BECAUSE I HAD TO BE A BIG SHOT, DIDN’T I?
by Todd Hartley
You see, that’s what happens when the same black-and-white picture of your bald head runs every Friday for 325 weeks in a row in a major national newspaper like The Aspen Times. Eventually, someone recognizes your face. Someone recognized mine, meaning that evidently my face hasn’t aged in six years, so I got that going for me, which is nice.
But the thing is, I didn’t just get recognized. It wasn’t just, “Hey, you’re that guy that writes something for one of the papers, right?” No, my encounter a couple of weeks ago was almost like a groupie experience — but then I am a rock star in my own mind, so I guess that’s appropriate.
I know you’re dying to hear about it, so I’ll indulge you.
I was on my way with my son to a shindig at the base of Aspen Highlands, and as we rode the escalator, an attractive young lady ahead of us turned, spotted me and said, “Hey, you’re that columnist, right? Todd Hartley?”
I said that I was, and she told me she loved my column. I thanked her, and we reached the top of the escalator and went our separate ways. My son and I peeled off to say hi to some friends, and the young lady headed for the party.
But then the lady did an about-face and approached me sheepishly and said, “I know this sounds totally weird, and I’ve never done this before, but could I take a selfie with you?”
I said, “Sure,” and my friend took the young lady’s cellphone and snapped a picture of the lady and me.
The young lady thanked me repeatedly and went into the party, and my friend and I both had a good laugh at the notion of me as some kind of a celebrity. Despite my persistent belief that I should be regarded as one, it has thus far failed to happen.
Anyway, I figured that was the end of that, and with head swollen to gargantuan proportions I went into the party, where I passed unrecognized by pretty much everyone else who was there.
Naturally, when my wife joined us later, I made a point of pointing out the attractive young lady who seemed so starstruck by me. You want to talk about having a good laugh? My wife nearly wet her pants.
The next day, I got a Facebook friend request from the young lady, who lives one town away from me. I accepted her request, and we became Facebook friends, meaning I could now view her posts, although I doubted I’d see many of them.
I don’t spend a lot of time on Facebook. The novelty wore off for me about five years ago, and nowadays I spend maybe three minutes a month on the site announcing my radio shows. I was on Facebook the next day, however, and I saw that the young lady had posted the picture of her and me, accompanied by a message about how the best part of the party was meeting her favorite columnist, like I was Dave Barry or something.
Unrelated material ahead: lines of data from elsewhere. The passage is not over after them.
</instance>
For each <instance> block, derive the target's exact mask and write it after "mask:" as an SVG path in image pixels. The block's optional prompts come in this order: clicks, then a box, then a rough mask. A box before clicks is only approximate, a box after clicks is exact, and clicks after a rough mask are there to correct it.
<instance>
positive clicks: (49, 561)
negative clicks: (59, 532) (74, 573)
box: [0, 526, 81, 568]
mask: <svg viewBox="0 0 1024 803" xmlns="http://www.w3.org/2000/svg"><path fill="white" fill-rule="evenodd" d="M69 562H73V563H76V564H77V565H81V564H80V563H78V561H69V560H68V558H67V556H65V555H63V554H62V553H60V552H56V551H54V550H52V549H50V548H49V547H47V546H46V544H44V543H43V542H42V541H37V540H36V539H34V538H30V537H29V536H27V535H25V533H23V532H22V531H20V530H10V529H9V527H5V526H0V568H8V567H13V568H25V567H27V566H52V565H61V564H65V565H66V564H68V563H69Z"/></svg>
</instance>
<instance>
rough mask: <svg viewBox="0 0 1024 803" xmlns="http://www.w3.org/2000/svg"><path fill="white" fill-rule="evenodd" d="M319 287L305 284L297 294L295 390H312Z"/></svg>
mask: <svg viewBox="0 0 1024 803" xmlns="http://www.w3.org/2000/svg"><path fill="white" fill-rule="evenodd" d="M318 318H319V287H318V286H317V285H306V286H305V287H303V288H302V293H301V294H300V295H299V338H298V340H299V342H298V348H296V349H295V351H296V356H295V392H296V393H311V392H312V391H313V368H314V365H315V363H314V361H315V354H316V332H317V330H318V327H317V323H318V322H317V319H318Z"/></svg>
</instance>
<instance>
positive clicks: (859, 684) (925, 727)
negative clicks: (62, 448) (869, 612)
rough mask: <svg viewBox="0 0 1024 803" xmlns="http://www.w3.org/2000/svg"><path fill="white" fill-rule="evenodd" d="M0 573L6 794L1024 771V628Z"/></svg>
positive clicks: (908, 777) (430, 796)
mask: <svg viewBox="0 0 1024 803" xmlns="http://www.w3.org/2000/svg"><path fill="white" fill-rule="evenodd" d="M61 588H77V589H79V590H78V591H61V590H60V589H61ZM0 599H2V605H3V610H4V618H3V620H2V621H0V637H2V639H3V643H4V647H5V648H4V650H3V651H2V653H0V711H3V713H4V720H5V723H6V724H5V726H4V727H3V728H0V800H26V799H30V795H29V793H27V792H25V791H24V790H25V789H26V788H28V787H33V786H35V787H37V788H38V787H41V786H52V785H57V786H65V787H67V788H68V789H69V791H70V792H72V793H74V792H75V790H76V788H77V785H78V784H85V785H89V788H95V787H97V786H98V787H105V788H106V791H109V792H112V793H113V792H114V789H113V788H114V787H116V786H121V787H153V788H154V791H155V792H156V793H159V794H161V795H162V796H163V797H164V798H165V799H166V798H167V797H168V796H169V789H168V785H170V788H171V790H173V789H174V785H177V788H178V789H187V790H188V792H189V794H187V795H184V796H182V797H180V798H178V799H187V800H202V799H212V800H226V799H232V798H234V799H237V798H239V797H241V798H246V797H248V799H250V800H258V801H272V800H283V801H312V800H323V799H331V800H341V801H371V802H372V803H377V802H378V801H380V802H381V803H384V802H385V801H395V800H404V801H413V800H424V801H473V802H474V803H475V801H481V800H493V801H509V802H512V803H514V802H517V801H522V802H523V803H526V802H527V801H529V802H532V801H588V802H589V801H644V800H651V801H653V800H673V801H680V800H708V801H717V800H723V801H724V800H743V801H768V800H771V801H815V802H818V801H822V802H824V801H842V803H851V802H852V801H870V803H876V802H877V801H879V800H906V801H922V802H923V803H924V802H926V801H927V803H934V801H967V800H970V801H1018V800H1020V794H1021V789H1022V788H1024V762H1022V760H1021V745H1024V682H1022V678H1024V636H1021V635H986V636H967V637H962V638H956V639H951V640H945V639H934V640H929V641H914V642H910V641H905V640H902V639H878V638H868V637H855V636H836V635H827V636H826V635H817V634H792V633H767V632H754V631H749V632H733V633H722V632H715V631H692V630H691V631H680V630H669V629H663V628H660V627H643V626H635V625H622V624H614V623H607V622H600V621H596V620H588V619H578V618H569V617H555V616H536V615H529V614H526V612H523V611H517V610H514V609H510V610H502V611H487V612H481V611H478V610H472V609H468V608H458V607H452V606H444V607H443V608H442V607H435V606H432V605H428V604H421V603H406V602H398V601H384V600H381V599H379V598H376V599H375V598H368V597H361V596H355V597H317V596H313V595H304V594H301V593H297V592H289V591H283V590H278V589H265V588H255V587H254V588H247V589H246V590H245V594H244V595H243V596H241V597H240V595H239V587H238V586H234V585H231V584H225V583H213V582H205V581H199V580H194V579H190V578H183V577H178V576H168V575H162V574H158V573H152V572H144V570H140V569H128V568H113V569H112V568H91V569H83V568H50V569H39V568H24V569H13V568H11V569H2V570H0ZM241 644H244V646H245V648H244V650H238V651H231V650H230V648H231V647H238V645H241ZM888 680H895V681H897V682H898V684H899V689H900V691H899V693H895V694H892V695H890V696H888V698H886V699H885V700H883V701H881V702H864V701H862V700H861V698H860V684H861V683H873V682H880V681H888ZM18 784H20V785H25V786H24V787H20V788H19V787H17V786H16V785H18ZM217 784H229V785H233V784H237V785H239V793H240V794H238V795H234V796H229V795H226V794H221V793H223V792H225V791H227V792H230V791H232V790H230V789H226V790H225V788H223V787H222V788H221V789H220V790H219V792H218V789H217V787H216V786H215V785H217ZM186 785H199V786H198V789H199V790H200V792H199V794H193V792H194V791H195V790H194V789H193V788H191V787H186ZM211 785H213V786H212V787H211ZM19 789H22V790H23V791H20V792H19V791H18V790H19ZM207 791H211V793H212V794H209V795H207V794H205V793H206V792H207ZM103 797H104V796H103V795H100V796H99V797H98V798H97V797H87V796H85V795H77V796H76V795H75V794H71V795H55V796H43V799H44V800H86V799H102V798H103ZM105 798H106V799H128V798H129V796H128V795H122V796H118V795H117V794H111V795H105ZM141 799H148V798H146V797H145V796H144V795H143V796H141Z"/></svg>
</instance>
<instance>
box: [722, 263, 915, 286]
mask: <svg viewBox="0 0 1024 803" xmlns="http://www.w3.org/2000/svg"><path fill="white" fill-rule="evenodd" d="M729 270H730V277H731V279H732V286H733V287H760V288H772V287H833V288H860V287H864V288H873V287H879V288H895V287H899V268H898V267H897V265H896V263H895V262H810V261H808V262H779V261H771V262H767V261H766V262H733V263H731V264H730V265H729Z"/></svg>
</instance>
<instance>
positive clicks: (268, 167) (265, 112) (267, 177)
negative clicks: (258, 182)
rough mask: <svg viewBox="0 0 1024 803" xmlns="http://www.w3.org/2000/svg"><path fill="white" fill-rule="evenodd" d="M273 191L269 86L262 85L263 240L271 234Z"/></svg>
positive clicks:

Well, that was all I needed to hear. I was so full of myself I feel sorry for anyone who had to be in my presence for the next week or so. I must have been insufferable. But I do have to give credit for deflating me a little to a friend of mine who also saw the post and said something to the effect of, “Favorite columnist? Doesn’t she realize that’s just Todd?” That helped bring me down a peg. Thanks for that.
The irony of writing a column about the young lady who said I was her favorite columnist is that it means the lady will most likely be reading this column, so, “Hi, lady! It was really nice meeting you, and if you somehow made my wife even a little jealous, thank you.”
I do have to say, however, that despite my rugged good looks, chiseled muscles, an award-winning column, a critically acclaimed radio show and ballyhooed stand-up-comedy appearances at such major events as the Mothers of Preschoolers Harvest Lunch at the world-famous First United Methodist Church of Glenwood Springs, I remain humble and approachable.
I’m totally OK with attractive young ladies coming up and asking to take selfies with me.
Todd Hartley is the entertainer, and he knows just where he stands. Also, he loves pointless Billy Joel references.